So you've been hearing that voice again, the one that says you're not doing what you were born to do. That may be true, but how do you figure out what you should be doing?
To begin answering this question, examine whether your current career path matches your core interests, beliefs, values, needs and skills. Professional career counselors usually undertake this strategy when attempting to help clients identify appropriate career directions.
Ask yourself these questions, and record your answers:
1. What subjects do you most enjoy reading about?
2. What television or radio programs do you most enjoy?
3. What are your favorite types of movies?
4. What are your favorite hobbies or pastimes?
5. What type of volunteer activities do you prefer?
6. What subjects do you enjoy discussing with friends?
7. What subjects come to mind when you daydream?
8. What have been your favorite jobs?
9. What were your favorite school subjects?
10. What are your pet peeves?
11. If you doodle, what do you often draw?
12. If you ran the world, what changes would you make?

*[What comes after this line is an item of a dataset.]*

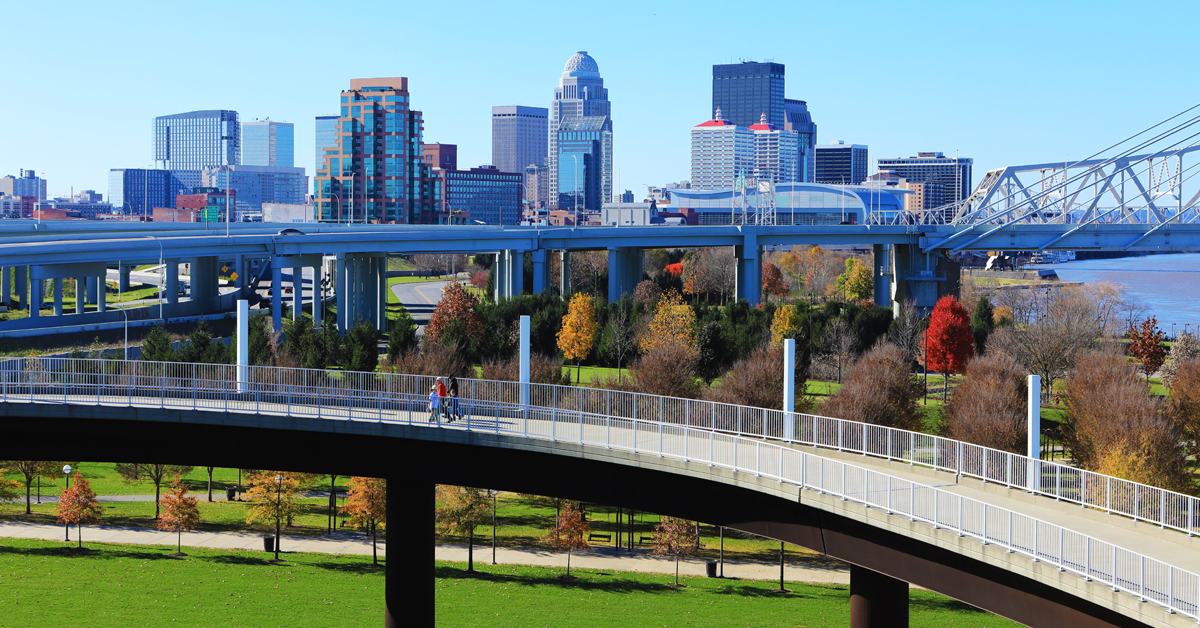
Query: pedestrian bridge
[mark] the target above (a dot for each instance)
(1041, 543)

13. If you won a million bucks, what would you do with it?
14. Who are your favorite kinds of people?
15. How would you like to be remembered after your death?
16. What are your favorite toys?
17. How would you describe your political beliefs?

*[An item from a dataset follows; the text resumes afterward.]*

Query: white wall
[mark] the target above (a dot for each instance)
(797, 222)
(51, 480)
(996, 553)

18. Who do you most admire in life and why?
19. What tasks have brought you the most success?
20. What tasks do you think you could do well that you haven't yet done?

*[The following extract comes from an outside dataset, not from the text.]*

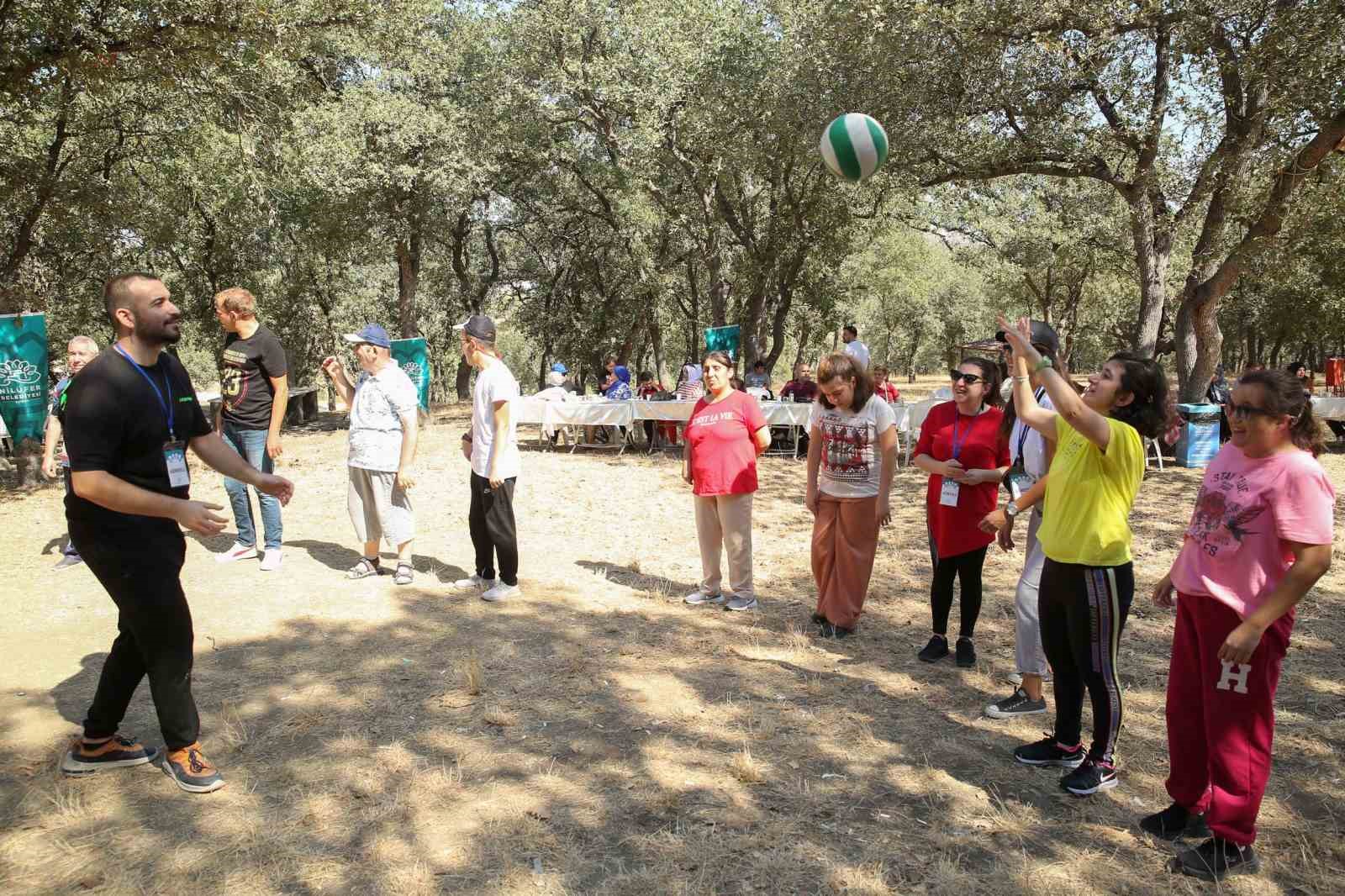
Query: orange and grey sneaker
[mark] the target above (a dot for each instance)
(116, 752)
(192, 771)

Examine your answers. Do you see a certain behavior or belief in more than one aspect of your life? What information do you see repeated that seems to reveal a behavior pattern? What are your long-lasting interests?
Using this information, paint a self-portrait by completing the following statements:
- I am mainly interested in
- I believe most in
- I most value
- For a good life, I feel I need
- I can do the following well
Now ask yourself if your current job helps you achieve these five statements. If it does, you're probably in the right career. Chances are, however, that the nagging voice means your current career is not satisfying your core features. If this is the case, then it's time to find a better fit.